Los corredores se plantaron en la salida de Pau. O Zimmermann, que se había desplazado en coche, se incorporaba al pelotón o no tomaban la salida. La presión obligó a los jefes del Tour a readmitirlo en la competición. Zimmermann llegó a París en la posición 116ª de la clasificación general a 2 horas, 13 minutos y 58 segundos de Induráin, pero cumplió el objetivo de acabar la carrera que podía haber tumbado el pánico al avión.

Un buen palmarés

Zimmermann, ahora con 63 años, no fue un corredor cualquiera pues acabó tercero en el Tour de 1986 y ocupó idéntica posición en el Giro de 1988, al margen de ganar, entre otras carreras, la Vuelta a Suiza y el Critérium del Dauphiné, que en su época se denominaba Dauphiné Libéré.

Pero, a buen seguro, Zimermann no se habría subido a los aviones que el domingo por la tarde, en plena tempestad sobre buena parte de España, trasladaron a los ciclistas, a la organización y dirección de la carrera desde el aeropuerto de Murcia al de Valladolid, carrera neutralizada, buena parte de los seguidores haciendo el traslado en coche, lunes al sol (o mejor dicho a la lluvia), y contrarreloj clave este martes en las calles de la capital vallisoletana.

La situación aérea

En el primer vuelo se desplazaron todos los equipos excepto cinco y las estrellas de la Vuelta, los Evenepoel, Vingegaard, Roglic, Mas, Ayuso, Almeida, Thomas; todos, excepto cinco escuadras, porque no había espacio para tanto corredor. El primer vuelo despegó y aterrizó sin novedad, con tiempo suficiente para que todos los participantes llegaran a los hoteles, cenaran y descansaran sin aparentes dificultades.

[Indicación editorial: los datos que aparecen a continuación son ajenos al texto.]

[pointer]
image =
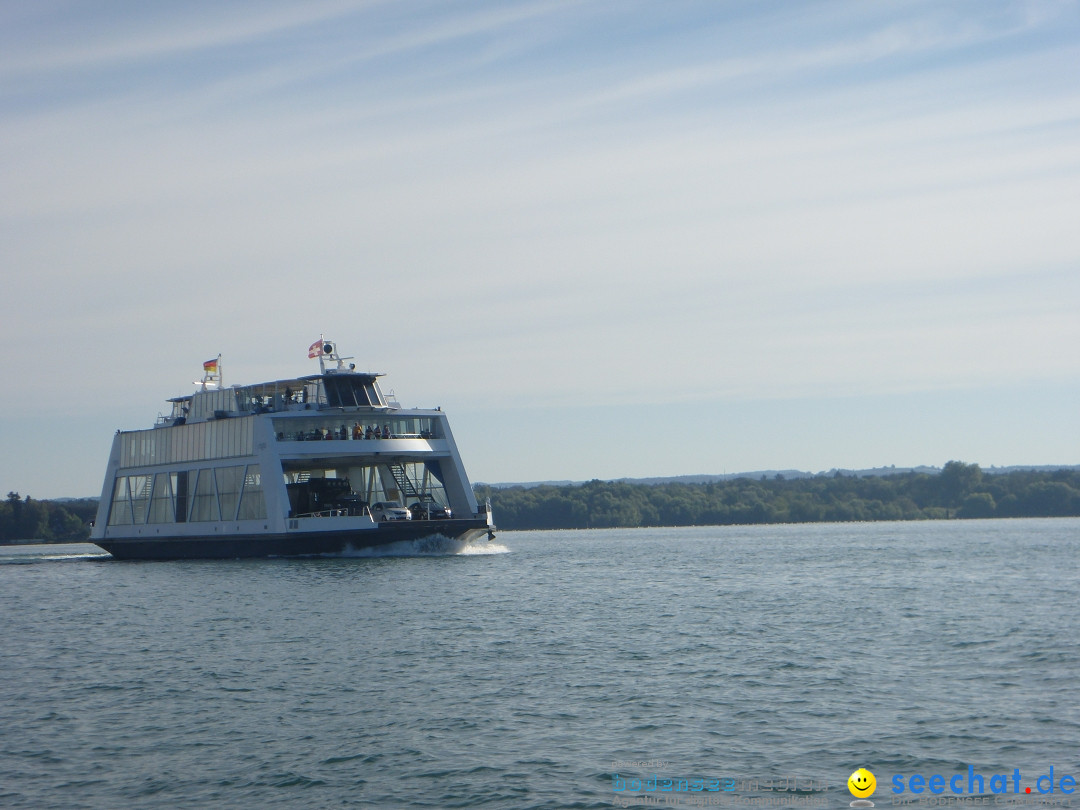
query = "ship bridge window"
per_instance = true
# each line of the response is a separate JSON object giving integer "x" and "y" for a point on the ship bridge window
{"x": 349, "y": 392}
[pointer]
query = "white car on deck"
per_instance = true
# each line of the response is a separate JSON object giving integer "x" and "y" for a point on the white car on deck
{"x": 390, "y": 511}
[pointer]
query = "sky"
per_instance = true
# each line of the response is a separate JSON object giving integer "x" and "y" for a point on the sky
{"x": 610, "y": 239}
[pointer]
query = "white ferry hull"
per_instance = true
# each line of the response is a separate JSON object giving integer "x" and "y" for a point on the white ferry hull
{"x": 300, "y": 467}
{"x": 293, "y": 543}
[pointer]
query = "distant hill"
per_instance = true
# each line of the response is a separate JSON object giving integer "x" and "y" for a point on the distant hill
{"x": 788, "y": 474}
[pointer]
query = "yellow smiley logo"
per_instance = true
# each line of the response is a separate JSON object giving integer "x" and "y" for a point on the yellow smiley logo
{"x": 862, "y": 783}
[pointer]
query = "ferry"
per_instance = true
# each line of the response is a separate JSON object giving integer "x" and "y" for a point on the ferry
{"x": 320, "y": 464}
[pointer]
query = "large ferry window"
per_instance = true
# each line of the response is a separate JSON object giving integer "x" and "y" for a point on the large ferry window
{"x": 346, "y": 392}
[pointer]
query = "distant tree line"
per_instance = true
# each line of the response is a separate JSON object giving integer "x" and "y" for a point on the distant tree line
{"x": 25, "y": 518}
{"x": 959, "y": 490}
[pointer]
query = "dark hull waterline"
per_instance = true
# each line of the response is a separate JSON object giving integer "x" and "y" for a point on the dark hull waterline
{"x": 293, "y": 543}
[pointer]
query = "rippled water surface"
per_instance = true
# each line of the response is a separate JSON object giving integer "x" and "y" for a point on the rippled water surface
{"x": 516, "y": 675}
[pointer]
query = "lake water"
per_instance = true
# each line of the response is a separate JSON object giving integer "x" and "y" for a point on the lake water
{"x": 738, "y": 662}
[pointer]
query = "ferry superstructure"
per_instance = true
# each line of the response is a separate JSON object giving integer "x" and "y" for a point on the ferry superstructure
{"x": 304, "y": 467}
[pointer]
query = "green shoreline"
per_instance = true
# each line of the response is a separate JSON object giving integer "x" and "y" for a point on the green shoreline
{"x": 958, "y": 490}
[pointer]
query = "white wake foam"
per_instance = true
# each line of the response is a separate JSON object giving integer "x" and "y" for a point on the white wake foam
{"x": 436, "y": 545}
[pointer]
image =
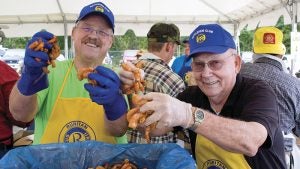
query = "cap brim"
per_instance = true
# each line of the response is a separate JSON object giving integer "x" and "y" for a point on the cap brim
{"x": 209, "y": 49}
{"x": 100, "y": 14}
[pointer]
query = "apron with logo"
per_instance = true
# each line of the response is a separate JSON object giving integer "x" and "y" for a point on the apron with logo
{"x": 75, "y": 119}
{"x": 211, "y": 156}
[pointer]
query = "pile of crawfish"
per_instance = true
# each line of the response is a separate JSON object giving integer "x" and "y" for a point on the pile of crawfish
{"x": 53, "y": 53}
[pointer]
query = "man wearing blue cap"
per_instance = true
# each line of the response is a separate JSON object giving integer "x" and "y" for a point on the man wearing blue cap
{"x": 233, "y": 121}
{"x": 66, "y": 109}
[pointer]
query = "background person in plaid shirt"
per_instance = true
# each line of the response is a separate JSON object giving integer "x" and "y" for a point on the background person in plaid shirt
{"x": 162, "y": 43}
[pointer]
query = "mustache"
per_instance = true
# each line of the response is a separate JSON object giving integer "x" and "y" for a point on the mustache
{"x": 95, "y": 41}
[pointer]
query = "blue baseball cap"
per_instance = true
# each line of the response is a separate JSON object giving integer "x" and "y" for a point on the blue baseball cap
{"x": 98, "y": 8}
{"x": 210, "y": 38}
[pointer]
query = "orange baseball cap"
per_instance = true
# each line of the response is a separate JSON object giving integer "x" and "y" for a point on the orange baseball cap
{"x": 268, "y": 40}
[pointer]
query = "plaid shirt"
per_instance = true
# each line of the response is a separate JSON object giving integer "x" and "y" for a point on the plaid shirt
{"x": 286, "y": 87}
{"x": 159, "y": 78}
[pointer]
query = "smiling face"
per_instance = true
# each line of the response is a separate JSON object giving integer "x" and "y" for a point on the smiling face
{"x": 92, "y": 38}
{"x": 215, "y": 74}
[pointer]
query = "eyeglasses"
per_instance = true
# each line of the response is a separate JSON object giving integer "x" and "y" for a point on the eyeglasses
{"x": 212, "y": 64}
{"x": 90, "y": 30}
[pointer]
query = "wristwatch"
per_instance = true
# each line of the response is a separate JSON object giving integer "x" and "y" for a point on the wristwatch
{"x": 198, "y": 116}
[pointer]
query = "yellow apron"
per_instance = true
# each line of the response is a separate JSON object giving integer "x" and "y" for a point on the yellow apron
{"x": 210, "y": 155}
{"x": 75, "y": 119}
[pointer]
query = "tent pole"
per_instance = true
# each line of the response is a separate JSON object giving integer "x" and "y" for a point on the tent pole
{"x": 65, "y": 30}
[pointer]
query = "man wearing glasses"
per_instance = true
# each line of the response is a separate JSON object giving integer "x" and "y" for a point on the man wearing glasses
{"x": 66, "y": 109}
{"x": 233, "y": 121}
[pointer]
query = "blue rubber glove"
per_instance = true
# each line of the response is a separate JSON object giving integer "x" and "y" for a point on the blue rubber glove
{"x": 33, "y": 79}
{"x": 107, "y": 92}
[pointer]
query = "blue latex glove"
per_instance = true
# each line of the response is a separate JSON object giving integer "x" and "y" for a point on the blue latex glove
{"x": 107, "y": 92}
{"x": 33, "y": 79}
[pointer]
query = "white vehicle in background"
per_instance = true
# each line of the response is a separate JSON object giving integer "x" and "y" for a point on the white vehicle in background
{"x": 14, "y": 58}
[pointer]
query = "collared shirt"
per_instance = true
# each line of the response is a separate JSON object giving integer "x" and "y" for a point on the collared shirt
{"x": 159, "y": 78}
{"x": 285, "y": 86}
{"x": 240, "y": 105}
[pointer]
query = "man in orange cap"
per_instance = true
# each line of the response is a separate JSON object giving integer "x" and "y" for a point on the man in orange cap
{"x": 268, "y": 66}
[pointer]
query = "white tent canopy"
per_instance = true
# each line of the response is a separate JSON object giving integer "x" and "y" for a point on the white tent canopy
{"x": 24, "y": 18}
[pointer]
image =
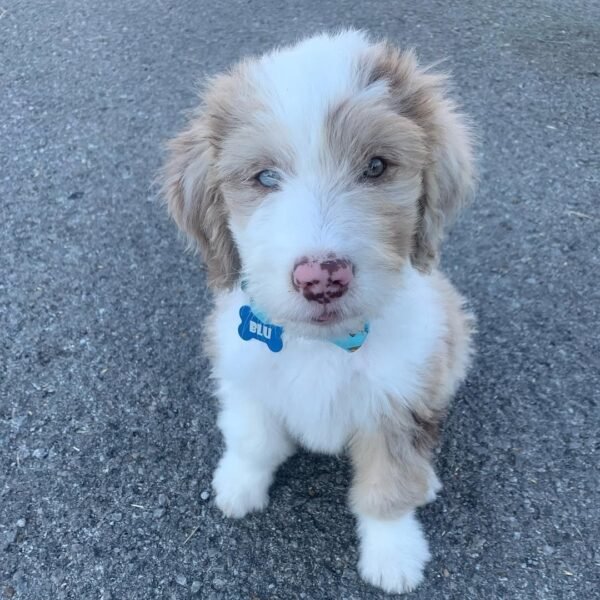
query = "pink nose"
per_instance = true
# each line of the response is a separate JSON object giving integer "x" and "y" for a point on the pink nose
{"x": 323, "y": 279}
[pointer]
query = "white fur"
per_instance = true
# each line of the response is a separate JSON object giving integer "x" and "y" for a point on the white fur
{"x": 312, "y": 392}
{"x": 392, "y": 553}
{"x": 319, "y": 392}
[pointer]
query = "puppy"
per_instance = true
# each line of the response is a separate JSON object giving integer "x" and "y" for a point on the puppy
{"x": 317, "y": 182}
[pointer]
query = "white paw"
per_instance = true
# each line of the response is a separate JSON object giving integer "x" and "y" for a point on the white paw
{"x": 393, "y": 553}
{"x": 240, "y": 487}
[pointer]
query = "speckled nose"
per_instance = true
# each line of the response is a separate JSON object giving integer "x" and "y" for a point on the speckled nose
{"x": 322, "y": 280}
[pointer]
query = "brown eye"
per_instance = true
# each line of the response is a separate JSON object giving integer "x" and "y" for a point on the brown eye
{"x": 268, "y": 178}
{"x": 375, "y": 168}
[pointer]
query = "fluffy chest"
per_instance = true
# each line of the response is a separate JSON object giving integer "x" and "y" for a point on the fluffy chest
{"x": 320, "y": 392}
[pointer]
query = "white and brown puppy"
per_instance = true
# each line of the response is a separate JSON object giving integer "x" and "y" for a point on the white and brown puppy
{"x": 317, "y": 182}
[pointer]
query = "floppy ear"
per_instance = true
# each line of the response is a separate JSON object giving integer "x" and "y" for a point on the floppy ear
{"x": 448, "y": 177}
{"x": 196, "y": 203}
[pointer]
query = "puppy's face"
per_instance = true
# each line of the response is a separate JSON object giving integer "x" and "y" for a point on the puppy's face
{"x": 315, "y": 174}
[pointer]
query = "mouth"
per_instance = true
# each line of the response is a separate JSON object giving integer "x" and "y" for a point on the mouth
{"x": 327, "y": 318}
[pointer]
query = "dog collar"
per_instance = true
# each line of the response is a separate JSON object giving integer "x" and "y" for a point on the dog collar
{"x": 255, "y": 325}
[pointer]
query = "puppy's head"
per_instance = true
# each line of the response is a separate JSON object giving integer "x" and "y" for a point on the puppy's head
{"x": 316, "y": 173}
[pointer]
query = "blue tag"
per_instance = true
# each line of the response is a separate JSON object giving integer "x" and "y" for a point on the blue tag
{"x": 353, "y": 341}
{"x": 253, "y": 327}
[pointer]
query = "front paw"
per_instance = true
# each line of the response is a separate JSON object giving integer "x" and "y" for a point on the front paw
{"x": 240, "y": 487}
{"x": 393, "y": 553}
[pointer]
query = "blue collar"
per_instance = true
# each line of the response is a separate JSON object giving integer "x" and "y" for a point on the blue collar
{"x": 255, "y": 325}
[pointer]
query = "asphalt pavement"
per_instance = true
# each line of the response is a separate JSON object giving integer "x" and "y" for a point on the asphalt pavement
{"x": 107, "y": 425}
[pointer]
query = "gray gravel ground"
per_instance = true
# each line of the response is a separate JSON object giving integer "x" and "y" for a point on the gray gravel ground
{"x": 107, "y": 428}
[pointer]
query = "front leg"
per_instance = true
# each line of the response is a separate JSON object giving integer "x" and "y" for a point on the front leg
{"x": 392, "y": 476}
{"x": 255, "y": 445}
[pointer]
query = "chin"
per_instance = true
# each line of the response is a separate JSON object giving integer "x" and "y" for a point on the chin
{"x": 317, "y": 182}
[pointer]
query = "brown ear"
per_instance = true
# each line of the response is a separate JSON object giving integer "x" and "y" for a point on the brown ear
{"x": 448, "y": 178}
{"x": 196, "y": 204}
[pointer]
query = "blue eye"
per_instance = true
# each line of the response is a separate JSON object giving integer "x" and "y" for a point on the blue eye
{"x": 375, "y": 168}
{"x": 268, "y": 178}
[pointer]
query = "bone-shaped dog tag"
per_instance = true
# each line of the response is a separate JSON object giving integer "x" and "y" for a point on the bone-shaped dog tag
{"x": 253, "y": 327}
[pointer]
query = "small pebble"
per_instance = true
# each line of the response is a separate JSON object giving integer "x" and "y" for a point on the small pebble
{"x": 218, "y": 583}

Pero ¡madre mía el segundo vuelo! Para no volver a subir nunca más a un avión. El piloto volaba sobre las nubes tormentosas, aparente calma hasta que entró en un espacio aéreo dantesco como cuando Dani Rovira -por cierto, un buen cicloturista- atravesó en su autobús el túnel con el que entró a Euskadi en ‘Ocho apellidos vascos’.

La visión de los rayos

El avión no se movía, sino lo siguiente. Los pasajeros veían por las ventanillas los rayos que caían en la distancia, que iluminaban como focos los cielos de Valladolid, adonde el piloto inició las maniobras de acercamiento a la pista para aterrizar, hasta que tal era la oscuridad, casi como correr una contrarreloj por las calles de Barcelona, que cambió la dirección del vuelo y renunció al aterrizaje.

La maniobra puso los pelos de punta a buena parte de los pasajeros, de los integrantes de los cinco equipos que viajaban en el vuelo (DSM, Caja Rural, Burgos BH, Lidl y Lotto), al director de la Vuelta, Javier Guillén, parte de su séquito de dirección y algunos empleados de la carrera. Las caras blancas, las pulsaciones a mil por hora y los corredores como si subieran un puerto de montaña.

El piloto, para calmar a los viajeros, comunicó que renunciaba a aterrizar en Valladolid por las pésimas condiciones de visibilidad, mientras diluviaba, y que se dirigía al aeropuerto de Barajas. En Madrid, donde sonaron por la mañana las alarmas de todos los móviles, había de madrugada una tregua, suficiente para que el vuelo ciclista pudiera aterrizar sin mayores contratiempos a los vividos anteriormente. Los autocares ya estaban preparados. Los corredores salieron los primeros y el resto del pasaje poco después. Llegaron a Valladolid a las 4 de la mañana. Qué nadie se lo cuente a Urs Zimmermann.